Stephen Thomas was an architect who practiced mainly in Charleston, South Carolina for about 27 years.

He was born in Charleston to Stephen and Agnes C. (Wilkie) Thomas on October 13, 1892. After attending grade school in Charleston, he attended the Georgia School of Technology and also the Alabama Polytechnic Institute. He served in both World War I and World War II. After having worked at the offices of other architects, Thomas opened his own firm in 1932.

Among his notable projects were the Robert Mills Manor along Beaufain Street, the John Wesley Methodist Church, and the A. Burnet Rhett School. His residential projects were typically Colonial Revival houses including the Stephen Thomas House at 3 Shaftsbury Lane (1936); the Inez Schiadaressi House at 102 Rutledge Ave. (1937); the C.W. Blanchard House at 30 Pendleton St. (1937); the Arthur Pinckney House at 2 Canal St. (1938); the John S. Flintom House at 370 Grove St. (1938); the Eric L. Gatch House at 315 Grove St. (1938); the P.E. Trouche House at 88 South Battery (1938); 139 South Battery (1938); Sidney Rittenberg House on Murray Blvd. (1938); the Norman Chamberlain House at 14 Ashley Ave. (1938); 37 Wagener Street (1938); and the Dr. Archibald Baker House at 36 Murray Blvd. (1938).
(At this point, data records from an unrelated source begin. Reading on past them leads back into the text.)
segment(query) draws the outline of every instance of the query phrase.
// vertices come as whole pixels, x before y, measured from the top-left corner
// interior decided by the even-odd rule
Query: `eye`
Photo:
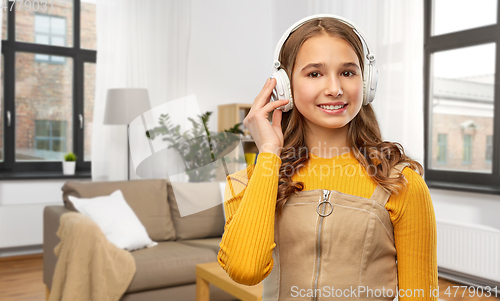
[[[319,77],[319,73],[318,72],[311,72],[307,76],[312,77],[312,78],[317,78],[317,77]]]
[[[346,71],[342,72],[342,74],[345,74],[346,72],[347,72],[347,73],[351,73],[351,74],[352,74],[352,75],[347,75],[348,77],[351,77],[351,76],[356,75],[356,72],[354,72],[354,71],[352,71],[352,70],[346,70]]]

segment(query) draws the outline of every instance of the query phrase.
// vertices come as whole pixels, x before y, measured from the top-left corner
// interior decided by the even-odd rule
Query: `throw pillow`
[[[133,251],[158,244],[149,238],[120,190],[90,199],[68,198],[75,209],[99,225],[106,238],[118,248]]]
[[[168,203],[177,236],[176,240],[222,236],[222,233],[224,233],[224,210],[221,204],[219,183],[169,182],[167,189]],[[218,205],[181,217],[178,204],[181,206],[191,206],[193,204],[202,204],[202,206],[203,204]]]
[[[167,201],[167,180],[148,179],[132,181],[78,182],[68,181],[62,187],[66,208],[75,210],[68,196],[94,198],[121,190],[125,201],[132,208],[154,241],[175,240],[170,207]]]

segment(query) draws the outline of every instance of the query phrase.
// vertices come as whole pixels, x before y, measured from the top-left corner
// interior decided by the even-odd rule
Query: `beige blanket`
[[[58,257],[49,301],[119,300],[134,277],[130,252],[106,239],[99,226],[78,212],[61,215]]]

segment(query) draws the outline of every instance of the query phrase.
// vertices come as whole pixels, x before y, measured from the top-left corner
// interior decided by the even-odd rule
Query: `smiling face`
[[[297,54],[292,87],[294,106],[312,133],[346,127],[363,102],[363,76],[356,52],[347,41],[327,34],[307,39]],[[339,89],[341,95],[337,96]],[[335,103],[346,106],[333,111],[319,106]]]

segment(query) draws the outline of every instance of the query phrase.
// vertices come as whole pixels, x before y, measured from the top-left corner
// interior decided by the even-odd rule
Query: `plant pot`
[[[63,175],[74,175],[75,166],[75,161],[63,161]]]

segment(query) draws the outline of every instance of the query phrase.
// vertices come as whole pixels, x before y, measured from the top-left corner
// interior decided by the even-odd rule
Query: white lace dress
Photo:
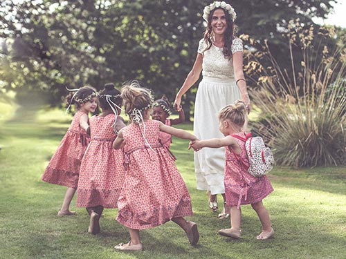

Thomas' offices were located at 257 King Street, Charleston's principal commercial thoroughfare where he contributed to the commercial district's northward expansion and diversification. His commercial buildings housed immigrant and African American-owned businesses that contributed to a diverse and thriving commercial corridor in the early to mid-20th century, including a Chinese-owned laundry, a Greek-owned restaurant, and a Black-owned barbershop.

He died on July 13, 1949, at his home at 49 Gadsden Street, Charleston, South Carolina.